The first (and most important) part of any skincare ritual is taking the time to get to know your skin and what it needs. Guides are great, but following somebody else’s perfect routine will only get you so far. Is your skin oily? Is it sensitive? When does your skin look the best? What makes your skin breakout? It can be easy to get overwhelmed by products and tutorials, but remember - even if you’re a skincare novice, nobody knows your skin as well as you do.
Rituals aren’t just items to check off a to-do list. Rituals are regularly-practiced habits and activities that ground us, fulfill us, and energize us. Rituals take into consideration how you want to feel instead of only want you need to accomplish. A skincare ritual might mean giving yourself a short facial massage as you apply eye cream to reduce inflammation, or it could mean putting on your favorite music every morning as you get ready for work to set the tone for your day. It should feel like a part of the day that you look forward to - not a chore. Skincare rituals allow us to be proactive with skincare instead of reactive, so that you can focus on keeping your skin happy and healthy for years to come.
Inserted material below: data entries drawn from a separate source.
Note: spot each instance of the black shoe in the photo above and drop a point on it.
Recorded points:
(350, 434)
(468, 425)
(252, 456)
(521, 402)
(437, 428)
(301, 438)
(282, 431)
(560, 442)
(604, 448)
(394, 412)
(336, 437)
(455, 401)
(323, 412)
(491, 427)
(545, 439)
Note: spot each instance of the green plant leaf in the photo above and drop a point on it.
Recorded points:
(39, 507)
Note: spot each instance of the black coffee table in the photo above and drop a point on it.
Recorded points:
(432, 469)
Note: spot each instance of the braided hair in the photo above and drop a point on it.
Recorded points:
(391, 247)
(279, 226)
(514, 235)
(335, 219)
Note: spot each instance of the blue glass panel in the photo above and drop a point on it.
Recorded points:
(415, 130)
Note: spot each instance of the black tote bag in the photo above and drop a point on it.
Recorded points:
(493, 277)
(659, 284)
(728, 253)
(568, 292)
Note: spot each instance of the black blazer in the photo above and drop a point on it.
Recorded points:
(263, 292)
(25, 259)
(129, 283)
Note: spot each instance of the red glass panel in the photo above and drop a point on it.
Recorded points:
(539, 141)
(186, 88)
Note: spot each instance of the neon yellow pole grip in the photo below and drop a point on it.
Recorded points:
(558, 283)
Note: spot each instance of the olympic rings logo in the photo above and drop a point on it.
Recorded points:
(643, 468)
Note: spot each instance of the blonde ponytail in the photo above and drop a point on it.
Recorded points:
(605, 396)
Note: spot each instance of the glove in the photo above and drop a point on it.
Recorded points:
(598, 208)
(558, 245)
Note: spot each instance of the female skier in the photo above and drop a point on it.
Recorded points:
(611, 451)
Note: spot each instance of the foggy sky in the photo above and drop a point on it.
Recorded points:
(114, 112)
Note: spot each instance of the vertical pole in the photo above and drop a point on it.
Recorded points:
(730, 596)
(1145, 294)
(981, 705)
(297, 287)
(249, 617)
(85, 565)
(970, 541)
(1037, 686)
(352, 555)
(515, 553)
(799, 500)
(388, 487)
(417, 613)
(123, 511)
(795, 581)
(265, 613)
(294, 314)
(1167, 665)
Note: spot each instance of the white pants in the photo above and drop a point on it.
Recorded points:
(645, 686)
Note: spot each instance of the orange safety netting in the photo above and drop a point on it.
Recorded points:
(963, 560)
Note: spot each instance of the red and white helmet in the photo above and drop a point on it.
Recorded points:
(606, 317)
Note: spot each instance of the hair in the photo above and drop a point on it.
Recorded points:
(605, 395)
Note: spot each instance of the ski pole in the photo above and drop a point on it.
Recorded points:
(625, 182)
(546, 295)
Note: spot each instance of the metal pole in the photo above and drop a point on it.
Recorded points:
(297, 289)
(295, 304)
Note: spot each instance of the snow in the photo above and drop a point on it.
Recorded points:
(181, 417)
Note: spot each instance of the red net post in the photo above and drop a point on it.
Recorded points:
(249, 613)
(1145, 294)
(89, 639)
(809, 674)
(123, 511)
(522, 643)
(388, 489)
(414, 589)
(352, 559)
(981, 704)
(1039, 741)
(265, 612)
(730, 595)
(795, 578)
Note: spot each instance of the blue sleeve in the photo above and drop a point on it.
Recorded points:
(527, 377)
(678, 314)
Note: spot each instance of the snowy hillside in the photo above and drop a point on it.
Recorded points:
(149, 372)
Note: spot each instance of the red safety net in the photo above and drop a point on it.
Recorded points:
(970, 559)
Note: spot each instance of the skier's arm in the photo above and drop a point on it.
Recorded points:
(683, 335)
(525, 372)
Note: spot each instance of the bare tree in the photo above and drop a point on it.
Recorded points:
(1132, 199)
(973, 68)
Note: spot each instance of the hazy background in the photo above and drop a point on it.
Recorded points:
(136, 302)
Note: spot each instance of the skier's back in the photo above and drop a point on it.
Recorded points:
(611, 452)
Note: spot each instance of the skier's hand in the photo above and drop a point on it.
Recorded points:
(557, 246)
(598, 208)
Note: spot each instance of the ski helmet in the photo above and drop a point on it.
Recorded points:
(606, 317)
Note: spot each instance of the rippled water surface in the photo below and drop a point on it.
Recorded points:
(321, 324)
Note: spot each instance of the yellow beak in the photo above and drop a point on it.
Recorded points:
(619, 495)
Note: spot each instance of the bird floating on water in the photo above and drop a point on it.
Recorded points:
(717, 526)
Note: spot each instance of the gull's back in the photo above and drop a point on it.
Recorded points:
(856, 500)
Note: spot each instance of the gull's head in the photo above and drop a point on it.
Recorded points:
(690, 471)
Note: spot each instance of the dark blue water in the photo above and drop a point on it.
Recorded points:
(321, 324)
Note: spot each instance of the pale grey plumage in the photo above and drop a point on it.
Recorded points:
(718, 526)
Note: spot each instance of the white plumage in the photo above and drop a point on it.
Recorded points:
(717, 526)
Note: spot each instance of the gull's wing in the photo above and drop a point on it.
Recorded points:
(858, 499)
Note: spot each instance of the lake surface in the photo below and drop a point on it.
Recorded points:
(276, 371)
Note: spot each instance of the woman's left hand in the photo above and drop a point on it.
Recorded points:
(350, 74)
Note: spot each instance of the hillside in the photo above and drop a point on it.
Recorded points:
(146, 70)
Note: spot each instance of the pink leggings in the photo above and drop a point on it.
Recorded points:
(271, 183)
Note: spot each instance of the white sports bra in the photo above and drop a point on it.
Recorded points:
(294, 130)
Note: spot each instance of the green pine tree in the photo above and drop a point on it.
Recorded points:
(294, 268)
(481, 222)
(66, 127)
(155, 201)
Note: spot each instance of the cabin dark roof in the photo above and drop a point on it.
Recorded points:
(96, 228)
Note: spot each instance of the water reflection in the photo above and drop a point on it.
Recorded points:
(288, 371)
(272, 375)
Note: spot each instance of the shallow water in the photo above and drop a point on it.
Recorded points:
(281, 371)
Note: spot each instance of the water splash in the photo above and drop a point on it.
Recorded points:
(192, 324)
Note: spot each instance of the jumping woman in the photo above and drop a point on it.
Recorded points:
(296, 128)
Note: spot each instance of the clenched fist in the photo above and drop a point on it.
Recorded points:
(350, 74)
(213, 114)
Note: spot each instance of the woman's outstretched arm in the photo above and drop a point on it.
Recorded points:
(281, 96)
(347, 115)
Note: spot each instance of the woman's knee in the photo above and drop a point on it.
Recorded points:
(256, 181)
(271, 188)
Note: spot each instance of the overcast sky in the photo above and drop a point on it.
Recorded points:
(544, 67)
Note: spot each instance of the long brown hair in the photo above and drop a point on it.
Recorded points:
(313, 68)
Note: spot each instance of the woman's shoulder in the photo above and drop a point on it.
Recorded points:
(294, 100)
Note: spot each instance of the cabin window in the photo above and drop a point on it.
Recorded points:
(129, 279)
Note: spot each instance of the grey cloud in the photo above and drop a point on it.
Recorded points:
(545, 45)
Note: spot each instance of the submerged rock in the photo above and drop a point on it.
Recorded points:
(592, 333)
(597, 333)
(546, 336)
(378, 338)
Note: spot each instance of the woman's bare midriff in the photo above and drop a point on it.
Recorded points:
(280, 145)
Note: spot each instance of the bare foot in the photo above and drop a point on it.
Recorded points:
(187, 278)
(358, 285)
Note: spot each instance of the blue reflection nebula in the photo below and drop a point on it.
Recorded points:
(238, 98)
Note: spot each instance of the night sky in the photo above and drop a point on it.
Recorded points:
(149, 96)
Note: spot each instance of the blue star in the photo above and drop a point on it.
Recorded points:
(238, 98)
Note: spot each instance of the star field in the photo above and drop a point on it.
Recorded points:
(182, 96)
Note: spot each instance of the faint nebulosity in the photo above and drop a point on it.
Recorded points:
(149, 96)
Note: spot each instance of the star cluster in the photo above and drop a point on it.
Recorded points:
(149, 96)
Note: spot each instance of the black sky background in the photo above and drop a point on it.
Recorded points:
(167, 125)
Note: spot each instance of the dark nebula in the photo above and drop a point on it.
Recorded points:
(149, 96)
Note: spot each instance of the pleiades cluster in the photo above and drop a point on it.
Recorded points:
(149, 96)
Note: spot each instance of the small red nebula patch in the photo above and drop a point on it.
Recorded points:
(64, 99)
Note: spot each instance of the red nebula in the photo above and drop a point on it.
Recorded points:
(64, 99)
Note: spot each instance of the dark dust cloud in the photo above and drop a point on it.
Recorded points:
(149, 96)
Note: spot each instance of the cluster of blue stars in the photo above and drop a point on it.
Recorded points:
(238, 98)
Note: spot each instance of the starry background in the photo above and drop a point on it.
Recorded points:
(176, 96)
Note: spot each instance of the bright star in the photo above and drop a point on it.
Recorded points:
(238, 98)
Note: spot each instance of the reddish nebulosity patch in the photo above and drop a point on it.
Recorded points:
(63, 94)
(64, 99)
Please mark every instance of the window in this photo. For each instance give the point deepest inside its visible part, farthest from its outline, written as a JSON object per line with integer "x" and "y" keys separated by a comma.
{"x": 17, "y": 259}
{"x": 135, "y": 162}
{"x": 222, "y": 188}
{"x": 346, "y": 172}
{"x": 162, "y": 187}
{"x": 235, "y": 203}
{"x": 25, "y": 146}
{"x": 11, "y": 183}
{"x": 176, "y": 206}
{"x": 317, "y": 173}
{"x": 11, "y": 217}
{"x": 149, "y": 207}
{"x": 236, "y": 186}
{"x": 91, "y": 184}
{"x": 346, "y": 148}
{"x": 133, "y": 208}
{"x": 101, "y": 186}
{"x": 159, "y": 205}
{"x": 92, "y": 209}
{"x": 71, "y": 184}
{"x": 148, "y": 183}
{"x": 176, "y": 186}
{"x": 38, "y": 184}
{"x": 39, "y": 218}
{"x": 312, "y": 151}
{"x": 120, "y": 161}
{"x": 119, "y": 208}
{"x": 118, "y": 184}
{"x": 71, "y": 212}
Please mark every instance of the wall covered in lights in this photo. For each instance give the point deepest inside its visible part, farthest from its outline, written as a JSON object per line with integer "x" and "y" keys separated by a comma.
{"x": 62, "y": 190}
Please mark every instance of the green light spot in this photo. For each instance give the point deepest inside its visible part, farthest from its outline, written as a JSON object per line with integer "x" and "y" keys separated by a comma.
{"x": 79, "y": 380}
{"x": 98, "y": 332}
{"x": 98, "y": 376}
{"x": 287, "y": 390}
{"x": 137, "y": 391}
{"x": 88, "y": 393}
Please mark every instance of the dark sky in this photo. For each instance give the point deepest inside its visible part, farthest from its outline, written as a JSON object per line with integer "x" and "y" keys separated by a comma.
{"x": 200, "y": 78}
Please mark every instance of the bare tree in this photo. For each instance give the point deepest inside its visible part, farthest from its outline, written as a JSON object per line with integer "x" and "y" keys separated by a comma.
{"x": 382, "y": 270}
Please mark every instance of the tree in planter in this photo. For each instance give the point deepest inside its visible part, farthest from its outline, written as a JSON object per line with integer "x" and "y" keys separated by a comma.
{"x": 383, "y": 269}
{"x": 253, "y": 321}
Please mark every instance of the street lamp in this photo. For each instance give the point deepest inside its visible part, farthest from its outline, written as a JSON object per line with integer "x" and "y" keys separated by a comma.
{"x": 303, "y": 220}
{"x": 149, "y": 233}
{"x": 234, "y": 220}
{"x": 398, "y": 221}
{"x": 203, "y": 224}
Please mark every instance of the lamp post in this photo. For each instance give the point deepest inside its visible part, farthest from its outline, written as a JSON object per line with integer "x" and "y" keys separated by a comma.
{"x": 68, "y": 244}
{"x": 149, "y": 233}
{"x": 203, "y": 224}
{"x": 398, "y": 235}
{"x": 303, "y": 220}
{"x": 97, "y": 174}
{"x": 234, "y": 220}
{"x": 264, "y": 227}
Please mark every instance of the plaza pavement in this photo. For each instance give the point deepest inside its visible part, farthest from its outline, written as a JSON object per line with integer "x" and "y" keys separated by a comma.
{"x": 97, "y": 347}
3. If it's not good for your body, it's not good for your skin
When we talk about taking care of our bodies it’s often in terms of fitness or nutrition and skincare is often placed separately in the “beauty” category. But skincare relates directly to the body… our skin is our largest organ! Because our skin is such a large, sensitive organ, it also can be an excellent indicator of what’s going on in the body. When we’re sick, our skin looks pale and dull. When we’re well-rested and relaxed, our skin looks plump and vibrant.
A good rule of thumb is; if it’s not good for your body, it’s not good for your skin. High stress, lack of sleep, lots of processed foods, and dehydrating drinks (like alcohol or caffeine) have as much of an impact on your skin as your body and overall mood. Just like everything, find a balanced approach that best supports your needs.